The term "democratic socialism," in its purest sense, would mean a socialistic society that is under a democratic government. Both democracy and socialism are based on the ideal of equality. Democracy is a form of government in which the citizens participate, assisting to various degrees in governing themselves. Socialism is an economic concept that calls for sharing the wealth of a society among all of its members, rather than more wealth being held by some people than by others.
Equally Beneficial to All
People who support the idea of democratic socialism typically believe that decisions in a society should be made by considering the needs of all of the people, not just the wealthy or powerful. This applies to economic and social decisions. Some important beliefs among democratic socialists are that resources and wealth should be used to benefit all members of a society and that economic institutions should be controlled and owned by the people who are affected by them. They also typically believe in the ideal of all members of a society having a voice in the decisions that affect them. This stands in contrast with the communist form of socialism, in which an all-powerful government owns all the resources and industries, and decisions are made for the people instead of by them.
Citizens in Control
Under democratic socialism, the government usually is envisioned as being controlled by the citizens, with the primary goal of making decisions to benefit society as a whole. This democracy would be characterized by equality among the people as well. There would be no preferential treatment for the rich or important, and members of the government would live like average citizens. In addition, there would be no discrimination on the basis of race, religion, economic status, gender or any other difference.

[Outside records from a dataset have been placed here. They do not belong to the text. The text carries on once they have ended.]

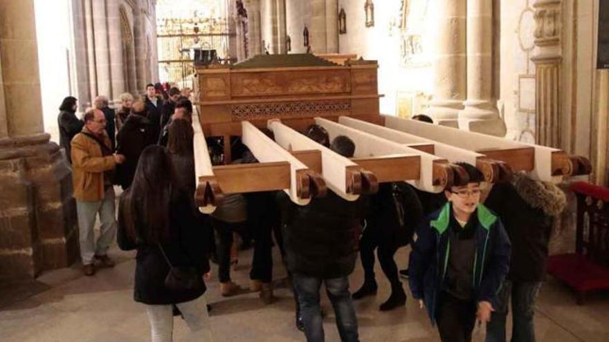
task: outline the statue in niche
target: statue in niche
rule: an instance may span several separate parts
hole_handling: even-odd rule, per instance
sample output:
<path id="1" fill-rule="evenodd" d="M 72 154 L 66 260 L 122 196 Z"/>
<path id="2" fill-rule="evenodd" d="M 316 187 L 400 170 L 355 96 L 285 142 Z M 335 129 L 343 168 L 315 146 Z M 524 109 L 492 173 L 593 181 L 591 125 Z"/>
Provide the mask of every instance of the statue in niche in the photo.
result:
<path id="1" fill-rule="evenodd" d="M 407 67 L 431 65 L 424 54 L 423 33 L 429 0 L 401 0 L 400 9 L 400 59 Z"/>
<path id="2" fill-rule="evenodd" d="M 366 27 L 371 28 L 374 26 L 374 4 L 372 0 L 366 0 L 364 10 L 366 11 Z"/>
<path id="3" fill-rule="evenodd" d="M 347 33 L 347 14 L 345 12 L 345 9 L 340 8 L 340 12 L 338 12 L 338 34 L 345 33 Z"/>
<path id="4" fill-rule="evenodd" d="M 302 37 L 304 38 L 304 45 L 306 47 L 309 47 L 309 28 L 307 26 L 304 26 L 304 30 L 302 30 Z M 308 50 L 308 49 L 307 49 Z"/>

A key goal of democratic socialism is an economy in which resources are shared, rather than left in the hands of the wealthy, as is often the case in a capitalist economy. One way of accomplishing this would be by establishing cooperatives that are owned and operated by the workers, rather than having large capitalist corporations. Another option would be putting corporations under public ownership and having them managed by both the consumers and the workers. Extremely large industries, such as energy, might require some type of government ownership or control, but the main goal would be to keep the economy under the control of the general public.
A society living in a system of democratic socialism also would be committed to meeting the needs of all of its citizens. A wide variety of needs would be met through social programs that are designed to benefit every citizen and ensure a high quality of life. Examples of such programs include universal childcare, free or subsidized education, national healthcare systems that provide access for all and other social services. As of 2011, democratic socialism had not been fully implemented by any government, but some countries did have specific programs that would be part of the vision of a democratic socialist.